Most people remember the line “All animals are equal, but some animals are more equal than others”. This comes at the end of George Orwell’s Animal Farm, when the idealism of the original Seven Commandments has degenerated to this last, cynical, depressing “rule”.
But earlier in the tale, the animals do their best to learn the original seven. The sheep, bless their dear, stupid woolly socks, can only manage to bleat “four legs good, two legs ba-ad”.
Which reminds me of something…
The FMFs Again
I wrote about Free Market Fundamentalism (FMF) in my post Why George Osborne Is Only Half Human. The FMFs make a number of assertions:
- Societies work best when markets are free from government interference
- Private sector organisations work better than public ones
- Salary is a reliable guide to someone’s worth to the economy
- Making poor people poorer by cutting benefits incentivizes them to work harder
- Making rich people richer by cutting their taxes incentivizes them to work harder (or stay in the country and add value)
- Wealth trickles down naturally from the richest to the poorest
- Using the law to settle disputes works better than regulation
- Taxation should be as low as possible (and ideally at a flat rate for all)
- Government spending crowds out private investment
- Consequentially, Governments should shrink.

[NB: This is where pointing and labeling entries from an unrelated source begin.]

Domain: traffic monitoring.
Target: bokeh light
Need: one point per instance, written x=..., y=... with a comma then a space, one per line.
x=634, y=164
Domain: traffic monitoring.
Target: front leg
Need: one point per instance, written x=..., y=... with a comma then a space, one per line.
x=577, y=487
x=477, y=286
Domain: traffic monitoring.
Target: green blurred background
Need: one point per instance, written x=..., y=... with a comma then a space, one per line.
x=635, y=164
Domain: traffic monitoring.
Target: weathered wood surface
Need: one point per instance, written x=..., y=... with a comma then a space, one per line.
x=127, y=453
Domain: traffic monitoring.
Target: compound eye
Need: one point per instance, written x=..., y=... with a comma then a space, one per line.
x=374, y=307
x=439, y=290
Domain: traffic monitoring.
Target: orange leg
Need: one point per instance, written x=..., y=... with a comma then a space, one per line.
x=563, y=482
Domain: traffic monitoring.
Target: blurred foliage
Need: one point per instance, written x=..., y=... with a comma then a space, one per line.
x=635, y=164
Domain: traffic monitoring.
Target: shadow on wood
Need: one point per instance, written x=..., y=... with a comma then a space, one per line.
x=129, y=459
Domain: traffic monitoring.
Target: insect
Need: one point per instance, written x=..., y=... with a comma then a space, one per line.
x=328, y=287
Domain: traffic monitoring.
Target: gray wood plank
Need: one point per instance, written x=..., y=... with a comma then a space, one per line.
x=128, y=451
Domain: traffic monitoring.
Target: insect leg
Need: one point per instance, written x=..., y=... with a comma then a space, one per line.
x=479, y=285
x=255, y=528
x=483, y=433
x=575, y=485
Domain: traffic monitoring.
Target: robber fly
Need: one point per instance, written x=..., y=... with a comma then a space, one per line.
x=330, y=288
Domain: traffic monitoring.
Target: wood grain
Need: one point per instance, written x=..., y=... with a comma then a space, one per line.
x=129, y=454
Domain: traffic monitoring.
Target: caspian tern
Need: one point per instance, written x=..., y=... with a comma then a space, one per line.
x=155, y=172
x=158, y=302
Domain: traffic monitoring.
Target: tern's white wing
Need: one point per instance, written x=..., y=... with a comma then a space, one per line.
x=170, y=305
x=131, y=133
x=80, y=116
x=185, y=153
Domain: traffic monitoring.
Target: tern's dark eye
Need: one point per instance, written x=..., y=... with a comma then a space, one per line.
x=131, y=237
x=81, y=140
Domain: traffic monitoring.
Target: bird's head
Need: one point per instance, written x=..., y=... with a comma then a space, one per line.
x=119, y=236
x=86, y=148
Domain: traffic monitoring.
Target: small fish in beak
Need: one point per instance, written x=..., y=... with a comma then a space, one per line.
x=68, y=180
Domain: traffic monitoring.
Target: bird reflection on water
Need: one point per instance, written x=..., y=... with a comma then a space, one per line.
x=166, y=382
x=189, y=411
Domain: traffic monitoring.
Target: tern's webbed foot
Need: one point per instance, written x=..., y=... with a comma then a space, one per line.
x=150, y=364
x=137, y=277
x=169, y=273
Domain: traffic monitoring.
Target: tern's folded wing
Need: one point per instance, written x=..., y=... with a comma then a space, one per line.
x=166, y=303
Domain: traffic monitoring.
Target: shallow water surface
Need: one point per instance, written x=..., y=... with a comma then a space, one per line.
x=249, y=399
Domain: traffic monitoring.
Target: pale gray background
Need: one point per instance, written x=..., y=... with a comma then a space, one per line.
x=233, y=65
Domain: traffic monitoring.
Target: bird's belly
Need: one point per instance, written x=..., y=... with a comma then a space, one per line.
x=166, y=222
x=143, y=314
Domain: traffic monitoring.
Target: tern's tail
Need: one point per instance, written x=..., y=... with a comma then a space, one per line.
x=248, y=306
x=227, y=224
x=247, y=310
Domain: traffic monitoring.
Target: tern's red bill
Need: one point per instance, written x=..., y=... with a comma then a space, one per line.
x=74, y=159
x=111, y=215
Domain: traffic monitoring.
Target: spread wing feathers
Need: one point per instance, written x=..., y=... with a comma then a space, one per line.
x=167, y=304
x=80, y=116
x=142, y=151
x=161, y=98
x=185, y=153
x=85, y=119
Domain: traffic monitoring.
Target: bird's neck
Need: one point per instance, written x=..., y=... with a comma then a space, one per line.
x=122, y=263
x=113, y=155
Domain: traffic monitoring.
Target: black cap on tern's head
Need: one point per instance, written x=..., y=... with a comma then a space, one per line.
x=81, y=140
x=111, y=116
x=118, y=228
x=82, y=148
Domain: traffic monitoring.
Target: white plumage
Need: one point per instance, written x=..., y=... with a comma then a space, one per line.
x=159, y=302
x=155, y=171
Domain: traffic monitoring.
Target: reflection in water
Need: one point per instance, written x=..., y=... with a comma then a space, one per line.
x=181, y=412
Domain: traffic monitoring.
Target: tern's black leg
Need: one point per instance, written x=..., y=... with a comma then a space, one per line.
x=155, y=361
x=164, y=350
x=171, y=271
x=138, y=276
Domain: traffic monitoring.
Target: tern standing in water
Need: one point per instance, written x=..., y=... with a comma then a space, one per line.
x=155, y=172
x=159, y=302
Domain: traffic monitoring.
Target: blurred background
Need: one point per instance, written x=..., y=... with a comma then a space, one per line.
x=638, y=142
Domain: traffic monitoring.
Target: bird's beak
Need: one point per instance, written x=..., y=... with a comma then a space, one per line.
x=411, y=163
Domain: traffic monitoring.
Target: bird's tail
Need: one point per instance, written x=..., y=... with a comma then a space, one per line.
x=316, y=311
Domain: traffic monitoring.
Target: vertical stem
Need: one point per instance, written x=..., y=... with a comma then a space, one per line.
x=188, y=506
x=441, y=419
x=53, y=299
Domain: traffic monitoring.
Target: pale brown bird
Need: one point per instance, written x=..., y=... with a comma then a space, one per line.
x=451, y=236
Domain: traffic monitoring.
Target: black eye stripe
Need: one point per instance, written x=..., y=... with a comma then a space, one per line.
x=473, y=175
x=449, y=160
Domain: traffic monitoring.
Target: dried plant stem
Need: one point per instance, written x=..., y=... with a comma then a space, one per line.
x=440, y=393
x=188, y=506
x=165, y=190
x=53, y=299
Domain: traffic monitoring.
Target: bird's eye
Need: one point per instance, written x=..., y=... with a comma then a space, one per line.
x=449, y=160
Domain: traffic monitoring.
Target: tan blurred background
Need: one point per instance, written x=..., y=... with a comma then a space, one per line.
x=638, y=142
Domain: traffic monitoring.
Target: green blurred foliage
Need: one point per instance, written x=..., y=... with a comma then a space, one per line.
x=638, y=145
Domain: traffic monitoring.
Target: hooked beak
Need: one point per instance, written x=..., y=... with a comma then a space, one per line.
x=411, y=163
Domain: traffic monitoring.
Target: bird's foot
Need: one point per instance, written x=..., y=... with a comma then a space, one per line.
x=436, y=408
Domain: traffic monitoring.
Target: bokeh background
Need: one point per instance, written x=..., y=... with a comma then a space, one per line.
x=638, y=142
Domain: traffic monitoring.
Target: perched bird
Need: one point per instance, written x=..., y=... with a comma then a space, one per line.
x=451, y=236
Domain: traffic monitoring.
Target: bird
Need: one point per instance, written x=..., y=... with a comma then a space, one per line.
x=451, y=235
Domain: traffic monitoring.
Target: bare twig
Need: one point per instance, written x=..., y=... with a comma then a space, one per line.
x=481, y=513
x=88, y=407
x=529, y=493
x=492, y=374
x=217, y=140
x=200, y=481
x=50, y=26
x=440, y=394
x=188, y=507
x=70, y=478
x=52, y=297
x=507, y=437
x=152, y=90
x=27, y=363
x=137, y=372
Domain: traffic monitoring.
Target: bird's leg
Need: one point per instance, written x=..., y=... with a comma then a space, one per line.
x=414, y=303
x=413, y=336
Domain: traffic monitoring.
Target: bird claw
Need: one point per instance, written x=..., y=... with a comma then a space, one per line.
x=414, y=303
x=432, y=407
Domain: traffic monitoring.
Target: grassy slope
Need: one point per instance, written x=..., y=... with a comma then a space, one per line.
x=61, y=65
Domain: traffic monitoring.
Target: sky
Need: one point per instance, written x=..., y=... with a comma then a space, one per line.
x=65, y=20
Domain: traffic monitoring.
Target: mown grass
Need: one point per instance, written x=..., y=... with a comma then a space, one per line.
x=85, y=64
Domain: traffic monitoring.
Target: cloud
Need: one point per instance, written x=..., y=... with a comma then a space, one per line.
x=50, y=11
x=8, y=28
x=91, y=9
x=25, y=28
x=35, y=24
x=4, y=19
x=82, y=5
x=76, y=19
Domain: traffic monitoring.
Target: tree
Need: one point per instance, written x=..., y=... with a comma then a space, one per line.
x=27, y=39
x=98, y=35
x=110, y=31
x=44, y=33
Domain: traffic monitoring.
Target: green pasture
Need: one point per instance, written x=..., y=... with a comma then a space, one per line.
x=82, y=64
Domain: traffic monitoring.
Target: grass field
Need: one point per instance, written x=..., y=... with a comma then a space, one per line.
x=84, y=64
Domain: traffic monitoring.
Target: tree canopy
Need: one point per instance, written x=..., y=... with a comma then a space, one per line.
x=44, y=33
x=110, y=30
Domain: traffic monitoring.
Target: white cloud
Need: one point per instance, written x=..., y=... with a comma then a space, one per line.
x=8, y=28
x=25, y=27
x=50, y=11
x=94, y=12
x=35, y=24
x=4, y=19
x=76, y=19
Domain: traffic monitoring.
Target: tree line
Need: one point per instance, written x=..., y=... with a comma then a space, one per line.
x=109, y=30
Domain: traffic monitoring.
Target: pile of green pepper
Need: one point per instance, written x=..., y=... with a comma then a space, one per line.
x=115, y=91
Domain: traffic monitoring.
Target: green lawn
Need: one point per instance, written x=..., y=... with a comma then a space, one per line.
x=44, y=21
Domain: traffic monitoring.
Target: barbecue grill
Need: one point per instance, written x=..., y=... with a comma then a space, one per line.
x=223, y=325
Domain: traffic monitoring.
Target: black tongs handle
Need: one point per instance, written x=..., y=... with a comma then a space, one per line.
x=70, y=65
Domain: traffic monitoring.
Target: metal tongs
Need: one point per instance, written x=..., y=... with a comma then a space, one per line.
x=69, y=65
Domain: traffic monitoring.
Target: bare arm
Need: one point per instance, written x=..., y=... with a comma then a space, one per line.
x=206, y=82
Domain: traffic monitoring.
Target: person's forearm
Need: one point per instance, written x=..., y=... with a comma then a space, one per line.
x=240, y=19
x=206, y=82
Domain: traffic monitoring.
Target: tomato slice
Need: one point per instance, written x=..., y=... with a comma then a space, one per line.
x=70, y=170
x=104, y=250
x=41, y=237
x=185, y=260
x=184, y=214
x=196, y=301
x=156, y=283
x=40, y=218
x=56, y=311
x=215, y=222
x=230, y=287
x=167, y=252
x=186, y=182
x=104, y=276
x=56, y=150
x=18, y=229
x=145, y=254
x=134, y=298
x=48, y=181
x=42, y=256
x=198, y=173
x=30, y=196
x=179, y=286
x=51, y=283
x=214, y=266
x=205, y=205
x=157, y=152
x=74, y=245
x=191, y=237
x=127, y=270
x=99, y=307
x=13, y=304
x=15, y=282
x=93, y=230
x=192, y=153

That’s a long list for people to carry around in their heads all the time, unless they’re professionally involved in economics: people have busy lives. But busy people such as politicians, business leaders and journalists, just like the sheep in Animal Farm, do seem to keep one idea in their heads:
“Private sector good, public sector ba-ad”.
I’ll comment more on the assertions listed above in future posts. But, for now, I say: “Ba-ah, humbug!!”